Dalam acara NatGeo BrainGame, ada sebuah percobaan yg menunjukkan bahwa cara otak bekerja mengenai persepsi ruang dan waktu, sedemikian mudah direkayasa. Saat itu, sepasang suami istri, diberikan kaca mata yg memiliki distorsi 7 derajat. Artinya, setiap benda yang dilihat dgn kaca mata tersebut, bergeser sebesar 7 derajat kekiri.

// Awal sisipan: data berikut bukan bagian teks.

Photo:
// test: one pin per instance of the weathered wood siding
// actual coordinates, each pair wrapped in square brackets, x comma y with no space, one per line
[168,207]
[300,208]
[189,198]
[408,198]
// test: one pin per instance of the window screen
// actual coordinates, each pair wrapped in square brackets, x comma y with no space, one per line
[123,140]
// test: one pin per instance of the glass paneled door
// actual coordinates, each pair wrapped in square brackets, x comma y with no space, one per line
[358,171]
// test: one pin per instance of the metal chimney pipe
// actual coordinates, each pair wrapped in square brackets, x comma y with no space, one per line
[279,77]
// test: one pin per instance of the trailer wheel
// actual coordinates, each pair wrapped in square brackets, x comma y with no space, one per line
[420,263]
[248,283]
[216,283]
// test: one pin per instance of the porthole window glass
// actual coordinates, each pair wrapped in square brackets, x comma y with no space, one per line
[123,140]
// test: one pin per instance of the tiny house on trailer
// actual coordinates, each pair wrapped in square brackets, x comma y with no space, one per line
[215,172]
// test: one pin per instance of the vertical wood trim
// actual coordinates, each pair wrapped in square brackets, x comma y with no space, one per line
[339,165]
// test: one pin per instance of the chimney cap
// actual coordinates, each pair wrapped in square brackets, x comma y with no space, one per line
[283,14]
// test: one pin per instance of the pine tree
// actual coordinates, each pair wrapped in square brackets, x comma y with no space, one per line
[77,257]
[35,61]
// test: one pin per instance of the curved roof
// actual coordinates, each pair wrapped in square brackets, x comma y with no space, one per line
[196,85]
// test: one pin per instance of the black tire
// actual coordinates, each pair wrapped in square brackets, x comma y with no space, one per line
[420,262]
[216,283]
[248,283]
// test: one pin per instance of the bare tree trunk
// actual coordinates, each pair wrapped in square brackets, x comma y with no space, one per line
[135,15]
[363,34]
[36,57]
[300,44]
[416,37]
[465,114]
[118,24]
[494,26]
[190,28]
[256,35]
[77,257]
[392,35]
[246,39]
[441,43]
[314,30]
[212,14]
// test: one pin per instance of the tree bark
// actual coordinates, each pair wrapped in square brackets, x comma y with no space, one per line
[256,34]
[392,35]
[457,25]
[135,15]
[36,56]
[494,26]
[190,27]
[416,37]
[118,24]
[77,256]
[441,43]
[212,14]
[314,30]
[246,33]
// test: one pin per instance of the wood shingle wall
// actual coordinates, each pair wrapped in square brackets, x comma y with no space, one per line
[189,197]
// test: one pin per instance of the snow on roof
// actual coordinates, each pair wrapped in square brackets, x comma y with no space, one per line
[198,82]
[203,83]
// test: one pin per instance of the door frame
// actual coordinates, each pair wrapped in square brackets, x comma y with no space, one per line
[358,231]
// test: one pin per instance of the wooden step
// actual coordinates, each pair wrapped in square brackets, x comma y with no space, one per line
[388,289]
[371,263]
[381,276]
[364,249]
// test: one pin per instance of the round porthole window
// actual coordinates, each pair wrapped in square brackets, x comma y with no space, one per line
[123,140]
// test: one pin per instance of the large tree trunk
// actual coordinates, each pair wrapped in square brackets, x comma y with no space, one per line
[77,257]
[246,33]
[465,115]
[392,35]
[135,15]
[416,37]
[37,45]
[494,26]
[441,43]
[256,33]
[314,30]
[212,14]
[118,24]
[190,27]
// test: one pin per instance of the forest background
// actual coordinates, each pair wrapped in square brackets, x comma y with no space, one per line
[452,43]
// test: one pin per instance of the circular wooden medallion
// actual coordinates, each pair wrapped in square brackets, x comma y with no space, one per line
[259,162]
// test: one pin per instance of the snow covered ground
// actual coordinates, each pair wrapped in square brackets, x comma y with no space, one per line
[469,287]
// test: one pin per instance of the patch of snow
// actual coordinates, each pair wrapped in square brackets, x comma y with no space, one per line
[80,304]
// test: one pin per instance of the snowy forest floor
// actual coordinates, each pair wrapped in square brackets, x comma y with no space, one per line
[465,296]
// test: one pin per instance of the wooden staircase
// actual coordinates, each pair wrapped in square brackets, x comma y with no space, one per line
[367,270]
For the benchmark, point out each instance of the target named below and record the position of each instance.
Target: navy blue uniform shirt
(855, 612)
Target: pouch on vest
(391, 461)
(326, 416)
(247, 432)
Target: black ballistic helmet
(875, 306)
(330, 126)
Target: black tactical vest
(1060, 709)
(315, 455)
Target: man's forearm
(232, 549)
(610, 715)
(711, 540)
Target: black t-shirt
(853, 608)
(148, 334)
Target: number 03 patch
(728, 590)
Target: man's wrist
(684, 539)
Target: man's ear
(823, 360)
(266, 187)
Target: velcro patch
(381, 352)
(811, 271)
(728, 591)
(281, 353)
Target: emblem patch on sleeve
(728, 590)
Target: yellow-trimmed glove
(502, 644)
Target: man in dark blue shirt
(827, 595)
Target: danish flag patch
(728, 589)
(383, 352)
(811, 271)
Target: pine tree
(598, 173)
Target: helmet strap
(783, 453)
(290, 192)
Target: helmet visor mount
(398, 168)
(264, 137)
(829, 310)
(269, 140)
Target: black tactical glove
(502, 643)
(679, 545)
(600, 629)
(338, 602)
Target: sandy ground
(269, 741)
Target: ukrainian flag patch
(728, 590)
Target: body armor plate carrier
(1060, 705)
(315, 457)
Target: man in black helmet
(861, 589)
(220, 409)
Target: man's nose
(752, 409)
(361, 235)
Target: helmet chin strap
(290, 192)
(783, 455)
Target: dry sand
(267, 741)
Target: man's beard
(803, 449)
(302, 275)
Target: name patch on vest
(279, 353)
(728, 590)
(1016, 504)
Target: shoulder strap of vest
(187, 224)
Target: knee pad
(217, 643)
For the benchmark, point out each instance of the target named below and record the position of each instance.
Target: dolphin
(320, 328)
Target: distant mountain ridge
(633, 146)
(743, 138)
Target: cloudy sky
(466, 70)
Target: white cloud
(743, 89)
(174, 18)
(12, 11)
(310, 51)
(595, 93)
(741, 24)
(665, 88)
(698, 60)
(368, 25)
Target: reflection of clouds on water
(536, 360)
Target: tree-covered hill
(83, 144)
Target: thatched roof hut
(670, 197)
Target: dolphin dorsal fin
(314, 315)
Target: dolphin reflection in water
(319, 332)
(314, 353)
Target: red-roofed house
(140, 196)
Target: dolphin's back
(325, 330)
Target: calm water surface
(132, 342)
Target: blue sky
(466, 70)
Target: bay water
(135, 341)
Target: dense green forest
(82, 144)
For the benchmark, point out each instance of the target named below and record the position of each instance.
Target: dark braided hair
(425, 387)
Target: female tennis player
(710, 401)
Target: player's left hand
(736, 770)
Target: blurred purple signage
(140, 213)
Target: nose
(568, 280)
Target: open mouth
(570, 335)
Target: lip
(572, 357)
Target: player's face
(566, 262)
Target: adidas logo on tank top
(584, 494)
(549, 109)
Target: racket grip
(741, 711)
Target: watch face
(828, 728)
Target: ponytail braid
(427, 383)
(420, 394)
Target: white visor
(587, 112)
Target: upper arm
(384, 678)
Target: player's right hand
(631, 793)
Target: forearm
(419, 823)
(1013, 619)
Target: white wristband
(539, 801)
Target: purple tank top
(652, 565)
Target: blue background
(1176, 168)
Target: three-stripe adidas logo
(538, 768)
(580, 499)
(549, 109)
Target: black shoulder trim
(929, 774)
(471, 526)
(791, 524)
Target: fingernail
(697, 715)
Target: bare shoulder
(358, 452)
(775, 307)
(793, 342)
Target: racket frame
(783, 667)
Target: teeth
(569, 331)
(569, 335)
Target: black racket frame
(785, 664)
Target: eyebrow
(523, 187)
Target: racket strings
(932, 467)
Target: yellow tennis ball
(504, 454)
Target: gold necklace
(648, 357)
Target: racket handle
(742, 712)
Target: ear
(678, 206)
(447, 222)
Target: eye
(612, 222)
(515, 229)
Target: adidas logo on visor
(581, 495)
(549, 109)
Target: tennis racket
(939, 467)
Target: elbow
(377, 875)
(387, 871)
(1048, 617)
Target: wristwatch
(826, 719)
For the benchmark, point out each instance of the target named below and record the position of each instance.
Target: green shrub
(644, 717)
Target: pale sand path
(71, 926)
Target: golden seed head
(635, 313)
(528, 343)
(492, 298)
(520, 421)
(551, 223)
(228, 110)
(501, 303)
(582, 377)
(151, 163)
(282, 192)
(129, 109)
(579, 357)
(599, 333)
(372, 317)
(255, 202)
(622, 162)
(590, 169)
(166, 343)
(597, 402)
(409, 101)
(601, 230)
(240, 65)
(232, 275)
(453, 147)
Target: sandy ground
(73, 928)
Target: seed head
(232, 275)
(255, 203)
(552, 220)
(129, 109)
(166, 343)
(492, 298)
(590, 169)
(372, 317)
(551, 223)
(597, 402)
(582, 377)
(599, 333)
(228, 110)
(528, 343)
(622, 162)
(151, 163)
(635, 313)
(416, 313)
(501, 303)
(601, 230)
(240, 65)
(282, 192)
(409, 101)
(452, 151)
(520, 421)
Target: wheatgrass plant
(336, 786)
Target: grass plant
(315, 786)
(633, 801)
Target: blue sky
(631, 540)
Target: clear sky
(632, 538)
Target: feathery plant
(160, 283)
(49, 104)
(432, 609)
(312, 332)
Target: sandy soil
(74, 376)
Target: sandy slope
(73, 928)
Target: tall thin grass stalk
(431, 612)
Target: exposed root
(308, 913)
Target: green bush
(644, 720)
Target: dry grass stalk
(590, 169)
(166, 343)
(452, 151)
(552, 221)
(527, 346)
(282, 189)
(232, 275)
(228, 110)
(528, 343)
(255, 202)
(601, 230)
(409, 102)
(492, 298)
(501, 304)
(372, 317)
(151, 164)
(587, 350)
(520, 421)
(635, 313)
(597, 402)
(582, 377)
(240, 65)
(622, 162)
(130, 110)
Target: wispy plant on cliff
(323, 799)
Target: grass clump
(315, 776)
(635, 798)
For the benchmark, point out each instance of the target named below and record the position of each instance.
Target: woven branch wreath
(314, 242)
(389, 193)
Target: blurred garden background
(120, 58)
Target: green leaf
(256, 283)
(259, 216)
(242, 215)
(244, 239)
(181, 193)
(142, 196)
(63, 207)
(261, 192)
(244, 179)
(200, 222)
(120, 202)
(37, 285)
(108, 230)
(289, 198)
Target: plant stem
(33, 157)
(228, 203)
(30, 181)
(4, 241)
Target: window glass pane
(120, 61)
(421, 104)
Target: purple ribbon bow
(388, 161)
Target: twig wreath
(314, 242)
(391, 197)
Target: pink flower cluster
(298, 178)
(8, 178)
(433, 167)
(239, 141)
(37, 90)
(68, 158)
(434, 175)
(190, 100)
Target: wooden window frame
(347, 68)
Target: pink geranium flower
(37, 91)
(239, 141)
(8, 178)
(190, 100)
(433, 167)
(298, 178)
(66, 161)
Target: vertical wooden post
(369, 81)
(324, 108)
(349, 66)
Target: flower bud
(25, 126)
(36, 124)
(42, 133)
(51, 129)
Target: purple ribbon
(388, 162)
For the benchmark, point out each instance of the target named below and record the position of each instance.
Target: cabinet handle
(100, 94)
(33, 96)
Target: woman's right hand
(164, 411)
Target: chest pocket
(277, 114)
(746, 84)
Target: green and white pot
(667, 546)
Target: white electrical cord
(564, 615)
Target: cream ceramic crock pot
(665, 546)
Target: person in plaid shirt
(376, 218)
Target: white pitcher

Ketika pasangan tersebut disuruh menuangkan air ke sebuah gelas, keduanya gagal melakukannya akibat distorsi kaca mata. Ajaibnya, otak manusia secara cepat beradaptasi. Dan 15-20 menit kemudian, pasangan tersebut dapat menyesuaikan kondisi distorsi dan dapat menuangkan air didalam gelas.
Setelah terbiasa menggunakan kaca mata distorsi, percobaan dilanjutkan ketika kaca matanya dilepas. Karena otak sudah terbiasa melihat realita dalam keadaan distorsi, maka ketika kaca mata dilepas, otakpun harus menyesuaikan realita. Tetapi itupun butuh waktu. Utk sesaat pasangan tersebut juga gagal menuangkan air kedalam gelas karena otak masih beradaptasi.
Apa korelasi percobaan yang saya sebutkan diatas?
Bahwa konsep atas bawah, yang direkam manusia, adalah hasil adaptasi otak manusia jutaan tahun. Bahwa sesuatu disebut “diatas”, untuk sesuatu diatas horizon dan disebut “dibawah” utk dibawah horizon pandangan.
Dan butuh sebuah distorsi untuk membalik itu semua.
Maka ketika Tuhan, harus bercakap-cakap dan menyampaikan ide-Nya kepada manusia adaptif seperti ini, Dia harus bercakap-cakap dengan bahasa dan distorsi yang dikenal manusia.
Bahkan dengan itupun, begitu banyak penafsiran atasNya. Bayangkan, jika Tuhan menjelasakan diri-Nya dalam realitas yang tidak dipahami manusia. Bisa jadi tidak ada satupun manusia yang mampu mengenal-Nya.